Encor plus ils sont curatiers

De mariages.

Dans tout cela, si ce n’est pour ce qui intéressoit les servantes, à l’isolement desquelles pourvoyoit si naturellement l’œuvre des Catherinettes, il n’y avoit pas eu d’avantages nouveaux et surtout désintéressés en faveur du public.

Il lui manquoit toujours, lorsqu’il cherchoit à se renseigner sur ce qui lui importait pour ses besoins ou ses affaires, ce qui lui avoit manqué du temps d’Aristote.

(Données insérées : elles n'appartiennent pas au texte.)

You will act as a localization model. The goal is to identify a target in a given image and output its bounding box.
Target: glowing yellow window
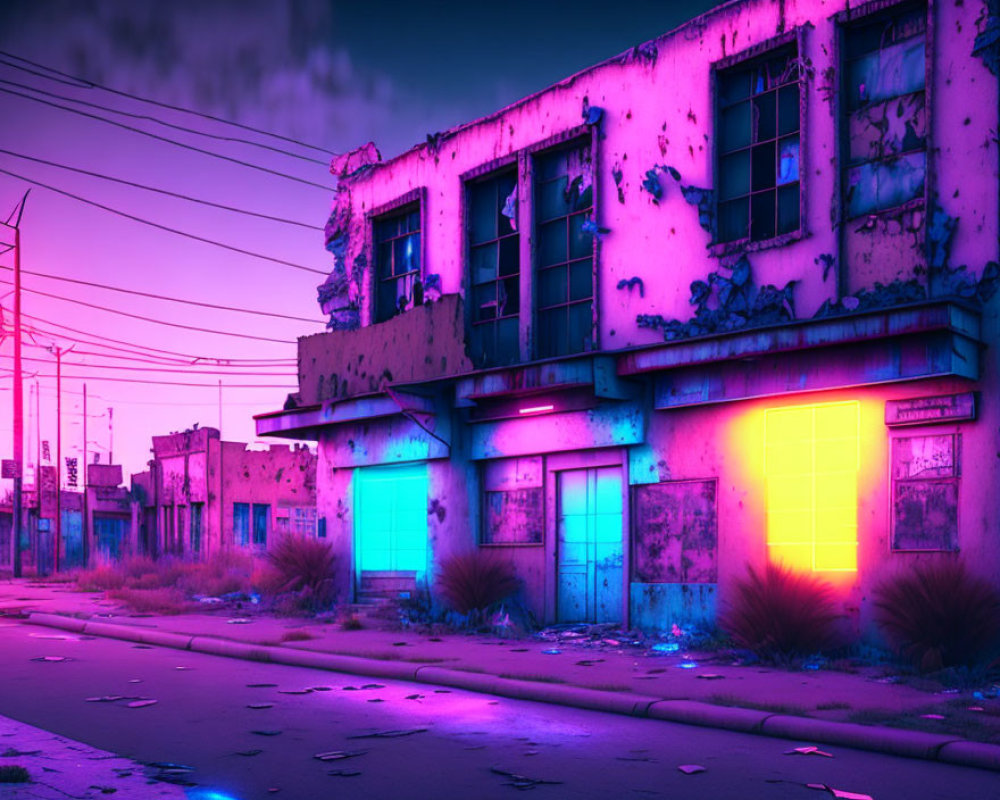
[764,401,859,572]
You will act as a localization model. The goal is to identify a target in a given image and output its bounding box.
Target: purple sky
[0,0,716,482]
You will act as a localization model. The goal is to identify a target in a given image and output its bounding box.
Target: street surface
[0,623,1000,800]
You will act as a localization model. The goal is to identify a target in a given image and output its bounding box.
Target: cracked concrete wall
[328,0,998,349]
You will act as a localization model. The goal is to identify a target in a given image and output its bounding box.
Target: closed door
[556,467,624,622]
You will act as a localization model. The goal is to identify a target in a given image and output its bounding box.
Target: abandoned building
[254,0,1000,629]
[132,426,314,559]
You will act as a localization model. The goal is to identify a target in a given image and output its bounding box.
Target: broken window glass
[892,433,961,550]
[533,140,594,358]
[716,46,800,242]
[843,6,927,218]
[374,204,420,322]
[467,169,521,367]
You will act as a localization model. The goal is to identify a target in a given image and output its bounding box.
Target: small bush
[719,563,841,663]
[875,560,1000,672]
[266,534,337,611]
[437,549,520,614]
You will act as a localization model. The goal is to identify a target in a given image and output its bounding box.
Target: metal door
[556,467,624,622]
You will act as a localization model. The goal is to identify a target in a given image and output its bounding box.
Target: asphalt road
[0,624,1000,800]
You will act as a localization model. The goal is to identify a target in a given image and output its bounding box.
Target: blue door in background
[556,467,625,622]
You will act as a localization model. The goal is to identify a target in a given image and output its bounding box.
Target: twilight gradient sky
[0,0,718,482]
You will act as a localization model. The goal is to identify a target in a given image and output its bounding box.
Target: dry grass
[437,549,520,614]
[875,560,1000,672]
[719,563,841,663]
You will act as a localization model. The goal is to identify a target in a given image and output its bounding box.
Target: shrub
[719,563,841,662]
[437,549,520,614]
[875,560,1000,672]
[265,534,337,611]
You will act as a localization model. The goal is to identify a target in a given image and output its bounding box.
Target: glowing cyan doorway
[556,467,624,622]
[354,464,427,581]
[764,401,859,572]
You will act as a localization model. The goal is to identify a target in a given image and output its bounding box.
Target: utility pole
[3,189,31,578]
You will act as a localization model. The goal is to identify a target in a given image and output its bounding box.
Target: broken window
[373,203,421,322]
[632,480,719,583]
[716,45,801,242]
[843,6,927,218]
[467,169,521,367]
[892,433,962,550]
[533,138,594,358]
[764,401,860,572]
[233,503,250,547]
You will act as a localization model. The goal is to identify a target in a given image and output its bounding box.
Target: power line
[0,264,322,324]
[0,149,323,231]
[0,166,328,275]
[0,50,338,156]
[0,88,332,192]
[21,312,294,362]
[0,280,295,344]
[0,79,326,167]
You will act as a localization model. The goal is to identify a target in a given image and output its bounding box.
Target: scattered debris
[490,767,562,792]
[347,728,427,739]
[785,745,833,758]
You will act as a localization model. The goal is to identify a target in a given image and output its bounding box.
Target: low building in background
[132,428,314,558]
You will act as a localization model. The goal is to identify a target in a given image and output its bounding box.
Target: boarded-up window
[632,480,718,583]
[482,457,545,545]
[892,433,962,550]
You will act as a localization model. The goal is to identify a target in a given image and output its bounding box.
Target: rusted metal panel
[632,479,719,583]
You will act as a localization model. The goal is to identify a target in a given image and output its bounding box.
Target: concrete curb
[21,613,1000,772]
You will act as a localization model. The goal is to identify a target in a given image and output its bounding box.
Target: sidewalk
[0,582,1000,770]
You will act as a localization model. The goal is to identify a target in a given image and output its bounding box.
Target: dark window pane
[753,92,778,142]
[536,176,571,220]
[497,275,521,317]
[567,303,593,353]
[719,71,750,105]
[538,219,566,267]
[470,244,497,286]
[569,258,594,301]
[777,136,799,186]
[569,214,594,258]
[719,150,750,200]
[750,142,775,191]
[719,198,750,242]
[496,317,519,364]
[719,102,750,153]
[469,181,497,244]
[750,192,774,242]
[778,183,799,233]
[778,83,799,135]
[538,266,567,308]
[472,283,497,322]
[500,236,521,275]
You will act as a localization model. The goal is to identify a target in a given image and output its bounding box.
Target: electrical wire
[0,79,327,167]
[0,166,329,275]
[0,50,338,156]
[0,148,323,231]
[0,266,322,324]
[0,280,295,344]
[0,88,332,192]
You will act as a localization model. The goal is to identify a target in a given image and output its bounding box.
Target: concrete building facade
[257,0,1000,629]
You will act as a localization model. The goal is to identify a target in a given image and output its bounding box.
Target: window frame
[709,27,809,258]
[364,186,429,325]
[831,0,936,241]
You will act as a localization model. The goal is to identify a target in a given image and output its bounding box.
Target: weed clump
[875,560,1000,672]
[719,563,842,663]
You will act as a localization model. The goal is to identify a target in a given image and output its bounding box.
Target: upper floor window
[373,203,420,322]
[467,169,521,366]
[842,5,927,218]
[716,45,801,242]
[532,139,594,358]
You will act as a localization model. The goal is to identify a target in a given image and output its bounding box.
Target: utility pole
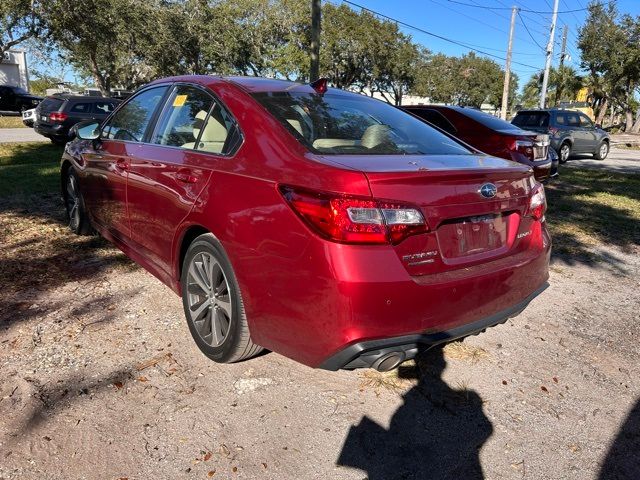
[540,0,559,108]
[560,25,569,68]
[309,0,320,82]
[500,6,518,120]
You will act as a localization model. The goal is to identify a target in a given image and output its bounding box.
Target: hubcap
[187,252,233,347]
[600,143,609,158]
[67,175,80,230]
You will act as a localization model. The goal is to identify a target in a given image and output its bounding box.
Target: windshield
[254,92,471,155]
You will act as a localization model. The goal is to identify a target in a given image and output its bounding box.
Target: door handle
[176,169,198,183]
[116,158,129,171]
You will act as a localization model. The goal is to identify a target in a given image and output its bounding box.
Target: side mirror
[69,120,100,140]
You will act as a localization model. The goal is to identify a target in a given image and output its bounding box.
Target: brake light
[49,112,68,122]
[527,182,547,221]
[280,186,429,245]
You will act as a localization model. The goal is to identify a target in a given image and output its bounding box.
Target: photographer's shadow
[336,347,493,480]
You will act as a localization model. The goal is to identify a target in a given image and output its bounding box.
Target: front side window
[152,85,237,154]
[102,86,168,142]
[254,92,471,155]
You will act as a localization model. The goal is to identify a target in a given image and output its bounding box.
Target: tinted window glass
[455,108,513,130]
[408,108,456,135]
[93,102,116,115]
[102,86,167,142]
[580,114,593,128]
[254,92,469,155]
[38,97,64,112]
[70,103,91,113]
[511,112,549,128]
[152,85,215,148]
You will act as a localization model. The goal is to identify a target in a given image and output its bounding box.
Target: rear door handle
[176,169,198,183]
[116,158,129,171]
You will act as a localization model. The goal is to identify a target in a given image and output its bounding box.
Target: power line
[449,0,588,15]
[342,0,540,70]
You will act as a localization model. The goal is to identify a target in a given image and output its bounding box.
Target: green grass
[0,116,27,128]
[547,168,640,256]
[0,143,63,198]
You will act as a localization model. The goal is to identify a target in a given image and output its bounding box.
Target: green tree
[578,2,640,131]
[0,0,44,58]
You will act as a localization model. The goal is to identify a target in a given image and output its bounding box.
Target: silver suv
[511,109,611,163]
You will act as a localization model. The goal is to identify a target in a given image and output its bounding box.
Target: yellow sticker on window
[173,95,187,107]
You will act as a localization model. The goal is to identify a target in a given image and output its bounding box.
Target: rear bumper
[319,282,549,370]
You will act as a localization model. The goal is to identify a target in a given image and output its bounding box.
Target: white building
[0,50,29,91]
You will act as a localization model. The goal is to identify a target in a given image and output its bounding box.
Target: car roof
[149,75,350,95]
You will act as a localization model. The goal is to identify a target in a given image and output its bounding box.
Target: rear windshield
[511,112,549,128]
[254,92,470,155]
[456,108,513,130]
[39,97,64,112]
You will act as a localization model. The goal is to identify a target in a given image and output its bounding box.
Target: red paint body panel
[63,77,550,366]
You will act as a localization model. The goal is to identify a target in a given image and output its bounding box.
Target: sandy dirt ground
[0,196,640,480]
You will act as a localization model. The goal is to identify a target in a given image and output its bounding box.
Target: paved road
[0,128,49,143]
[560,147,640,175]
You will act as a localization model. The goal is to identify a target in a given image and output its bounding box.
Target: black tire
[558,142,571,163]
[180,233,262,363]
[593,140,609,160]
[63,168,94,235]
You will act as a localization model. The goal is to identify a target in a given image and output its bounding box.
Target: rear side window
[408,108,457,135]
[38,97,64,112]
[511,112,549,128]
[254,92,470,155]
[69,103,91,113]
[102,86,168,142]
[93,102,116,115]
[565,113,580,127]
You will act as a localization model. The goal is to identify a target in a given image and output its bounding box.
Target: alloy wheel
[186,252,233,347]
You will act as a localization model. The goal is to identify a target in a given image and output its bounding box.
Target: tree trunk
[595,97,609,125]
[631,108,640,133]
[624,107,633,133]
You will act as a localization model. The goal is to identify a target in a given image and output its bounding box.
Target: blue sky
[342,0,640,86]
[37,0,640,87]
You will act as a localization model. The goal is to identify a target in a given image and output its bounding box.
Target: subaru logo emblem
[478,183,498,198]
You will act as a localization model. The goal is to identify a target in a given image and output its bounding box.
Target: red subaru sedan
[61,76,551,370]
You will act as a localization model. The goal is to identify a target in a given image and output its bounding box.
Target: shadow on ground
[598,399,640,480]
[336,348,493,480]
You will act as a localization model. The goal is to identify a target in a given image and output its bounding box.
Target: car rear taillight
[527,182,547,220]
[49,112,68,122]
[513,140,534,160]
[280,186,429,245]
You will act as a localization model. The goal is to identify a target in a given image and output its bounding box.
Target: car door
[80,85,168,241]
[565,112,585,153]
[578,112,598,152]
[127,84,239,278]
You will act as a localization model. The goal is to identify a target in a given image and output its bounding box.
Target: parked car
[402,105,558,182]
[61,76,551,370]
[0,85,42,112]
[33,93,120,145]
[22,108,36,128]
[511,109,611,163]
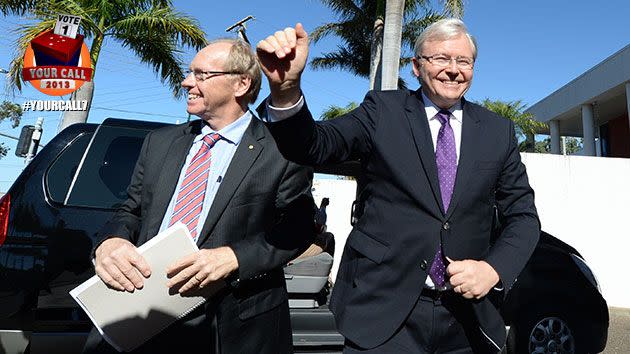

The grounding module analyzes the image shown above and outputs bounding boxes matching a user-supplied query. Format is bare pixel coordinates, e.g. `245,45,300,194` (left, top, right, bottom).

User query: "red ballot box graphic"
22,30,93,96
31,30,83,66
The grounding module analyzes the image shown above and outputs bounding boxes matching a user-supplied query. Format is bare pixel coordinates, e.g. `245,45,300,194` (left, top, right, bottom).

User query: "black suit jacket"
269,90,539,348
95,117,314,348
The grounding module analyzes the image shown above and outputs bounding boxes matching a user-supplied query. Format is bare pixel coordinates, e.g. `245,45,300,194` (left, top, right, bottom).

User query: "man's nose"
182,72,195,87
446,58,459,73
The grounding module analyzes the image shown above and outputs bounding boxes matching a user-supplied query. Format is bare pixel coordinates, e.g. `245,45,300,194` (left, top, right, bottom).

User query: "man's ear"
234,75,252,98
411,57,422,77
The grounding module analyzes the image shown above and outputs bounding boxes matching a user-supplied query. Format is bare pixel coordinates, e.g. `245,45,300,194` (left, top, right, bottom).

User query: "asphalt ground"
603,307,630,354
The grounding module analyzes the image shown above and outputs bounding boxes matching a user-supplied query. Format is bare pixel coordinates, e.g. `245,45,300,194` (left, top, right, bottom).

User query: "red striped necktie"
169,133,221,239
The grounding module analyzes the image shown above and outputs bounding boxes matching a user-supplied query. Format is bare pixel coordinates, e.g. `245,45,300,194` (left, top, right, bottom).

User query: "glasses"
420,54,475,70
184,70,242,82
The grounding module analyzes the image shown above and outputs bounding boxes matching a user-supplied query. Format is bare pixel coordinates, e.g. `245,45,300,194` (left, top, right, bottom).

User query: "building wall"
313,153,630,308
522,153,630,308
608,115,630,158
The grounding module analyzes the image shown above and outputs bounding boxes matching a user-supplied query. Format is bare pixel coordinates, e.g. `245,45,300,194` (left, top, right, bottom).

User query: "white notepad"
70,223,225,351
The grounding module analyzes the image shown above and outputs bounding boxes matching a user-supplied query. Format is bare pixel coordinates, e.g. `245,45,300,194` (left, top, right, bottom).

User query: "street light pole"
225,15,255,44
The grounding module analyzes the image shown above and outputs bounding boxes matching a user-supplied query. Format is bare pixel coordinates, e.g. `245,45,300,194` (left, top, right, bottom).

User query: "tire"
507,309,580,354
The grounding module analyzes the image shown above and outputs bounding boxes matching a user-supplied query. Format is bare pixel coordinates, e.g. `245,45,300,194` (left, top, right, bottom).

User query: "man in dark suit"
86,39,314,354
257,19,540,353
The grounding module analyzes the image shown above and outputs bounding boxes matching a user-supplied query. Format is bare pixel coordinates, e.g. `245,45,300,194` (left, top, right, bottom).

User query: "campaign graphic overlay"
22,15,92,97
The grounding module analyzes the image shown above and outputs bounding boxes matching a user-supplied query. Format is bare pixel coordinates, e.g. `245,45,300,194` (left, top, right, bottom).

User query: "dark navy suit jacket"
269,90,540,348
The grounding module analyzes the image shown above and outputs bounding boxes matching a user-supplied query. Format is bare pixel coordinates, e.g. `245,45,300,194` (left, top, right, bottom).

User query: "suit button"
420,259,427,270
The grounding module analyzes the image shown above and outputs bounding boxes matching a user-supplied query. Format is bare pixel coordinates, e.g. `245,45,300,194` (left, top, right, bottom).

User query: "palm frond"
309,23,341,43
0,0,38,16
400,11,444,54
322,0,366,18
117,32,184,97
442,0,464,19
107,8,207,49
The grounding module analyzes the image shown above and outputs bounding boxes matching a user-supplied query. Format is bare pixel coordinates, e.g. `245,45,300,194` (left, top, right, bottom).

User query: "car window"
46,133,93,203
65,125,149,209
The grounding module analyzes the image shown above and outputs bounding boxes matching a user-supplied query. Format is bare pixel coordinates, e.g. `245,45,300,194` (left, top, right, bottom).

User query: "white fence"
313,154,630,308
522,154,630,308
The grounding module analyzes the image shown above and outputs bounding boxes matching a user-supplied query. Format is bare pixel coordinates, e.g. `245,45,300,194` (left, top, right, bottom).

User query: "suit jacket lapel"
197,116,265,245
405,89,444,215
446,99,481,218
149,120,201,235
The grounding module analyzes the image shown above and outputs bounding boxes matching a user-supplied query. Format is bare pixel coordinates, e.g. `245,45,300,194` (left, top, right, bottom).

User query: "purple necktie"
429,110,457,288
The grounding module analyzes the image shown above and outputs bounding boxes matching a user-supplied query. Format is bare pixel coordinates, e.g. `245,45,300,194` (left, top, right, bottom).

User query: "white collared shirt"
160,111,256,242
422,92,464,163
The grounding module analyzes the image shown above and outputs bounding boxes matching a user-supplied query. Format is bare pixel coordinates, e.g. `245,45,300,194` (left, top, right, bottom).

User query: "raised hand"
256,23,308,107
95,237,151,292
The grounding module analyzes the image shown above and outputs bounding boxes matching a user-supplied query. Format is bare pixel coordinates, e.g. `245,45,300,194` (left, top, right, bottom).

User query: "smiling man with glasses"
257,19,540,354
85,39,315,354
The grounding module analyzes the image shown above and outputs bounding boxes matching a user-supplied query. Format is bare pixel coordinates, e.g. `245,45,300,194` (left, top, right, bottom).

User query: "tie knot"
203,133,221,149
435,109,451,125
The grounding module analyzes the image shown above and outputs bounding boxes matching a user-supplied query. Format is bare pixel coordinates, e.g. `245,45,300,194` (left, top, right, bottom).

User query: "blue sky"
0,0,630,192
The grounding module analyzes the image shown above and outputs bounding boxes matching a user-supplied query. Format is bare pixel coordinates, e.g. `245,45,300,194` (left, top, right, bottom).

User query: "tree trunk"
370,18,383,90
57,81,94,132
381,0,405,90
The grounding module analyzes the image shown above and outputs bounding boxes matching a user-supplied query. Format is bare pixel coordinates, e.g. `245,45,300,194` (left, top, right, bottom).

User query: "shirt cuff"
265,95,304,122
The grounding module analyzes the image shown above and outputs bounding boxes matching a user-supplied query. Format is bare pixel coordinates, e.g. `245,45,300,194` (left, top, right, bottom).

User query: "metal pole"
225,15,255,44
24,117,44,165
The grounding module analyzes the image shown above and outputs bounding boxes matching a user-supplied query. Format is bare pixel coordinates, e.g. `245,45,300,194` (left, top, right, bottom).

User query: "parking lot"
604,307,630,354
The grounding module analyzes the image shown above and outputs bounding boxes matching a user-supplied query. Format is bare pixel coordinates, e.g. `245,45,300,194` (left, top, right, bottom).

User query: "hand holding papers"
70,223,224,351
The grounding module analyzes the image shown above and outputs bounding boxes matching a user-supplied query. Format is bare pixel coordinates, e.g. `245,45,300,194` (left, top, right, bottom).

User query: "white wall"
522,153,630,308
313,153,630,308
312,175,357,281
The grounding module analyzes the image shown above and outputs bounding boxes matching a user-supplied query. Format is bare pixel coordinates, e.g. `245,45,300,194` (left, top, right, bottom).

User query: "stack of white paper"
70,223,224,351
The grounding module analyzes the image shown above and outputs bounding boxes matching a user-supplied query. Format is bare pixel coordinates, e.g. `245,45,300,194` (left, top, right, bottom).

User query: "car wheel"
508,313,576,354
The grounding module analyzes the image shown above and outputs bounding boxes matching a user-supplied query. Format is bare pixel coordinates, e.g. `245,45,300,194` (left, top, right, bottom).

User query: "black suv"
0,118,608,354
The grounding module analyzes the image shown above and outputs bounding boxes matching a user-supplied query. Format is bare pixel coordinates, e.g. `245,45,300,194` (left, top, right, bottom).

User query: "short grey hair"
414,18,477,60
208,38,262,103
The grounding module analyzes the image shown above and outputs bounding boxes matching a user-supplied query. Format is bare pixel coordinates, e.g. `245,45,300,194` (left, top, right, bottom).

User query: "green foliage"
311,0,456,82
534,138,551,154
0,101,22,128
564,136,584,155
480,98,547,145
0,0,207,97
320,102,358,120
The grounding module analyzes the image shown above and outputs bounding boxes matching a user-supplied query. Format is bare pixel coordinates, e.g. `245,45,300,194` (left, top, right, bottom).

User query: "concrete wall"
522,153,630,308
312,180,357,281
313,153,630,308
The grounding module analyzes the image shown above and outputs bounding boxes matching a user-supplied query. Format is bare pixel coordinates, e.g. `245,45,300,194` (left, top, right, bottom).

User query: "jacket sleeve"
230,162,315,280
259,91,378,166
486,122,540,294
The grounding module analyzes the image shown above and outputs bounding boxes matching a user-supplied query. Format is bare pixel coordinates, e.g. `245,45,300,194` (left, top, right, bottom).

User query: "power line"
92,106,187,119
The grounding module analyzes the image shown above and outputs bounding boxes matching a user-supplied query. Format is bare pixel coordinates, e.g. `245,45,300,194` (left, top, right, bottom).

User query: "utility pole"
225,15,255,45
24,117,44,165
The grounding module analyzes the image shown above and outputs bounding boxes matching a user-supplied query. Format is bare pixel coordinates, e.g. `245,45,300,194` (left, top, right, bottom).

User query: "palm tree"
311,0,463,89
381,0,405,90
320,102,359,120
481,98,547,152
0,0,207,129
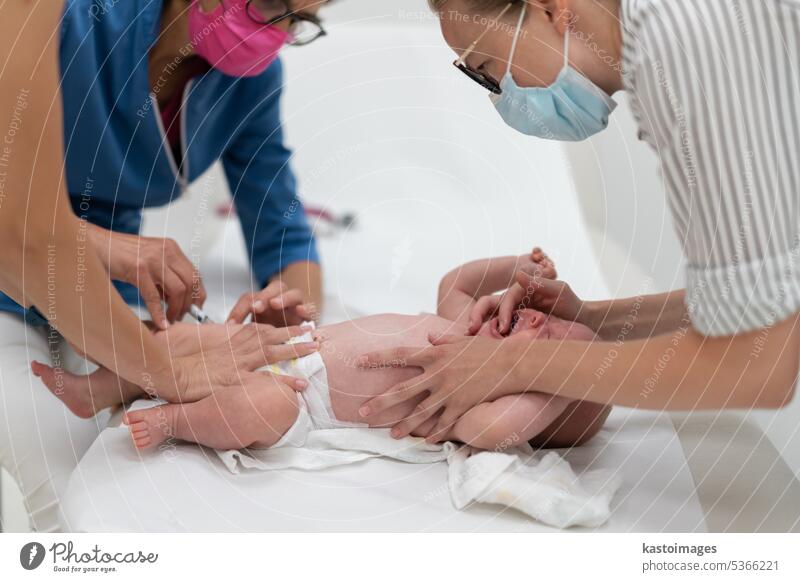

L’idée et les vœux de celui-ci restoient ainsi pleinement à satisfaire, lorsqu’au XVIe siècle, un homme du meilleur sens, le père de Montaigne, s’en occupa, croyant, d’ailleurs, qu’on ne l’y avoit pas devancé. Il ne les réalisa pas, même par un commencement de mise en pratique ; mais grâce à l’autorité de son fils qui eut l’excellent esprit d’en parler dans ses Essais, et d’insister sur ce qu’il y avoit là de nécessaire, la voie cette fois leur fut ouverte, et quelqu’un, comme nous le verrons, éclairé, guidé par ce qu’il en avoit dit, se trouva enfin pour les faire passer du projet à l’application.

C’est au chapitre 34 de son 1er livre publié en 1580, que sous ce titre : D’un défaut de notre police, Montaigne nous a entretenus des idées de son père sur ce point, sans savoir plus que lui du reste qu’il y avoit eu Aristote pour précurseur.

« Feu mon père, dit-il, homme pour n’estre aidé que de l’expérience et du naturel, d’un jugement bien net, m’a dit autrefois qu’il avoit désiré mettre en train, qu’il y eust es villes certain lieu désigné, auquel ceux qui auroient besoin de quelque chose se peussent rendre, et faire enregistrer leur affaire à un officier estably pour cet effect : comme je cherche à vendre des perles, je cherche des perles à vendre, tel demande un ouvrier, qui ceci, qui cela chacun selon son besoin, et semble que ce moyen de nous entr’advertir apporteroit non légère commodité au commerce public ; car à tous coups il y a des conditions qui s’entrecherchent, et, pour ne s’entendre, laissent les hommes en extrême nécessité. J’entends avec une grande honte de notre siècle. »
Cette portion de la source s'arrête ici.